Joe Sixpack -- Slipcue.com | 05/22/2002
(5 out of 5 stars)
"Sure, this CD probably isn't for everyone. If you like your music produced in such a way so that all the life, soul, and passion is drowned out in a slick, radio friendly sound, that makes it sound like everything else on the radio you need to steer very clear of this one. But if you like your music real, exciting, and full of life, snatch this one up pronto.Far from being mere "musicology" (though given its age alone, I suppose, on one level it can exist as that) this is a reminder that often times the best music comes from seemingly "unlikely" places. Unlikely that is, for those who assume that only contemporary pop stars can offer talent. One listen to the rough, no holes barred, fiddling, the shaggy but captivating vocals will prove that the further away music gets from the current corporate run music industry, the more exciting it becomes. Fans of "O Brother" will want to check this one out and see where it came from."
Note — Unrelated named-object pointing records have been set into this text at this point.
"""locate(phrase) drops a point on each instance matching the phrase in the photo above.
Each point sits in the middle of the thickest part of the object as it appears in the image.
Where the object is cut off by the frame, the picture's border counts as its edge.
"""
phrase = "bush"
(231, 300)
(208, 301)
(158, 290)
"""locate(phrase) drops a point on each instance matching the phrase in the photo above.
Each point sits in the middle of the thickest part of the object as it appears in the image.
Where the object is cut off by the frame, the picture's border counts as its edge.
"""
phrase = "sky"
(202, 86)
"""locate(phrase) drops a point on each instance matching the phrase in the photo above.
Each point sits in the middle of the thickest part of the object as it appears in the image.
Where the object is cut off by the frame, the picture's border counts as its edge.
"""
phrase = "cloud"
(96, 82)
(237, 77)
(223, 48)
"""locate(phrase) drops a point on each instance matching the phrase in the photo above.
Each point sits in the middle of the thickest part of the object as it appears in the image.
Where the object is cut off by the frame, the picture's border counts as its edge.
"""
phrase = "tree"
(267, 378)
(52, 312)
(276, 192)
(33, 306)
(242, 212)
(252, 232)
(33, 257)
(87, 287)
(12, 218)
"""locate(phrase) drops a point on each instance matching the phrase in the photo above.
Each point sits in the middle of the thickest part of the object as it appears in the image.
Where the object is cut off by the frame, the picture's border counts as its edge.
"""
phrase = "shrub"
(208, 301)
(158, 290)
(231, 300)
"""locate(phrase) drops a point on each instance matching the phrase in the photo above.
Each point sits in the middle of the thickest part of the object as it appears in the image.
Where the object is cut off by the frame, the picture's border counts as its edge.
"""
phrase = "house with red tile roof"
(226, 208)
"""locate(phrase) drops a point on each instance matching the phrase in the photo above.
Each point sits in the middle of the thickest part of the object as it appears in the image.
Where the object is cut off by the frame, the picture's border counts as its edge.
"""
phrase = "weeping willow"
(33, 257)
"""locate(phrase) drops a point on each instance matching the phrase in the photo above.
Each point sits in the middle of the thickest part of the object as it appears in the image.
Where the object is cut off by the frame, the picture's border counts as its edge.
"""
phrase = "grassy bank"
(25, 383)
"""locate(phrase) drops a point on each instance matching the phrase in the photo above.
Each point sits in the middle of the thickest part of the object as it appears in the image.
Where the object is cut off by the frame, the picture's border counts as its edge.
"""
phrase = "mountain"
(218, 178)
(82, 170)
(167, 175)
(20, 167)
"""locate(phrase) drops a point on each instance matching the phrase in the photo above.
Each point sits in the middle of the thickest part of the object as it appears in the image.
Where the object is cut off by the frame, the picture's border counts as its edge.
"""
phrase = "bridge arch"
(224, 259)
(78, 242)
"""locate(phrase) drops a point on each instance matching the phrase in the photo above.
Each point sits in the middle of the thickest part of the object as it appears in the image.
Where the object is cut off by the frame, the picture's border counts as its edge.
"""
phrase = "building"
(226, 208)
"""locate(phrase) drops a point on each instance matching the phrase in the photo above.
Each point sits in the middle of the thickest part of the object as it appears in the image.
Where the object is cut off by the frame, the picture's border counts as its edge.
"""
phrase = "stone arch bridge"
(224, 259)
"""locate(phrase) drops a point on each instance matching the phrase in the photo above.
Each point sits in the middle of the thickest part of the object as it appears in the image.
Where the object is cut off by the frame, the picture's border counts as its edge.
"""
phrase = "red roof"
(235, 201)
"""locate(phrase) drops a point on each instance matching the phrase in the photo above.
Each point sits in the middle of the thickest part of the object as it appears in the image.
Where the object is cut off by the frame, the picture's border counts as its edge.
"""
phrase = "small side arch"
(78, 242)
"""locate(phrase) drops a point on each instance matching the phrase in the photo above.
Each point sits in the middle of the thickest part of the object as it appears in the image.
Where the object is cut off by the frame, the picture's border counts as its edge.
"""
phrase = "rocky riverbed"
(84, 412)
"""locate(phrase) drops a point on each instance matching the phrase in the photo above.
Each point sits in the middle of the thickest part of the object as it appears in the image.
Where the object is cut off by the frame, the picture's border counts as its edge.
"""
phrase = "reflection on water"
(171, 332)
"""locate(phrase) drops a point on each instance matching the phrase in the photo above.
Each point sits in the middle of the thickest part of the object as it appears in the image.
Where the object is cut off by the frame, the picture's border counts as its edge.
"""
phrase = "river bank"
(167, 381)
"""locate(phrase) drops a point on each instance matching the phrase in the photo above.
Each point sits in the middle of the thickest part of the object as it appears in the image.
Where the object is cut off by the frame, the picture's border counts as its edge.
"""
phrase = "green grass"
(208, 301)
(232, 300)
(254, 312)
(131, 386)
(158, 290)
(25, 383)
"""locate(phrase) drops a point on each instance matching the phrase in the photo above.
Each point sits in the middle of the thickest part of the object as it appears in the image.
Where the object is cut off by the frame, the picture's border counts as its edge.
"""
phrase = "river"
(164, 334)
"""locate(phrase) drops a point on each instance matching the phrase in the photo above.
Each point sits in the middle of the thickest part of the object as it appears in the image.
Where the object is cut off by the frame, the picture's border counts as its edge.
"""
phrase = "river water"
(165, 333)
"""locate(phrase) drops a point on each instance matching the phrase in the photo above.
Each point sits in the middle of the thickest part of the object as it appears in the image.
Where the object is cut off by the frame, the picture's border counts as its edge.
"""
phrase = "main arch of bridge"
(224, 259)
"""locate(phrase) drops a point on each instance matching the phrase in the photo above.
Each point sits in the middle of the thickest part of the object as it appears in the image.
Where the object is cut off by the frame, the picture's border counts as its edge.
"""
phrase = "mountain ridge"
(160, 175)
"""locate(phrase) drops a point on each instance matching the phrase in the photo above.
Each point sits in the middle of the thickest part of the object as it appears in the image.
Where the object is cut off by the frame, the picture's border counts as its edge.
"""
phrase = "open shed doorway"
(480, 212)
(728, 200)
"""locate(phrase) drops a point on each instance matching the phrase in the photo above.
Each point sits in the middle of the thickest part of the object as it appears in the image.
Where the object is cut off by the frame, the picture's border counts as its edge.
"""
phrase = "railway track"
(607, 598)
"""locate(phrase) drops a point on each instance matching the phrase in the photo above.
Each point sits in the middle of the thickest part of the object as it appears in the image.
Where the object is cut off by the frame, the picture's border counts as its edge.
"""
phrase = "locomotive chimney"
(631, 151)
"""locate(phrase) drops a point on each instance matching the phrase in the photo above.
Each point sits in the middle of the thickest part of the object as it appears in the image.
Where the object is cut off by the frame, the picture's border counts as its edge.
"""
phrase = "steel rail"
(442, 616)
Super-cool, super rare old-timey music
Joe Sixpack -- Slipcue.com | ...in Middle America | 07/26/2002
(5 out of 5 stars)
"It's pretty amazing, this late in the folkloric/historic reissues game, to find a whole album's worth of "undiscovered" old-timey music that is of such a high caliber. Old Hat Records, a tiny North Carolina indie label, packs its discs with some of the best music in the style that you're ever likely to hear. (You might also want to check out the "Violin, Sing For Me" and "Folks, He Sure Do Pull Some Bow" CDs...) This disc concentrates its attention geographically, collecting old 78s from artists out of Ashe County, NC, one of those backwoods areas unusually rich in hillbilly talent. The best known of these artists was the team of Grayson & Whitter (who were favorites of Ralph Stanley), but there are plenty of other great Ashe County artists on here, with fab names like The Woodies, The Carolina Night Hawks and (my favorite) Ephraim Woodie & The Henpecked Husbands. In addition to great sound quality and great material, both discs are also quite handsomely packaged; the insert booklets include some really cool archival photos, as well as extensive liner notes of the sort that have been woefully absent on similar recent reissue efforts."
Great artists, great songs, great album
Frank Allen Blissett III | 08/24/2001
(5 out of 5 stars)
"This is one of the best old-time collections I've found. The featured instrument on most of the tracks is the fiddle (of which you'll hear many different "voices"), which is arranged with guitar, banjo and voice. The remastering was done quite well and the tracks HAVE been cleaned up. Purists need not worry though, as they managed to avoid that "watery" sound some of the worst collections out there have, and also managed to avoid flattness in the sound while keeping with the original mono feel. As for the liner notes, they're about as good as you can get. Three pages are devoted to discographical information, followed by ninteen pages of biographical and cultural information along with numberous photos."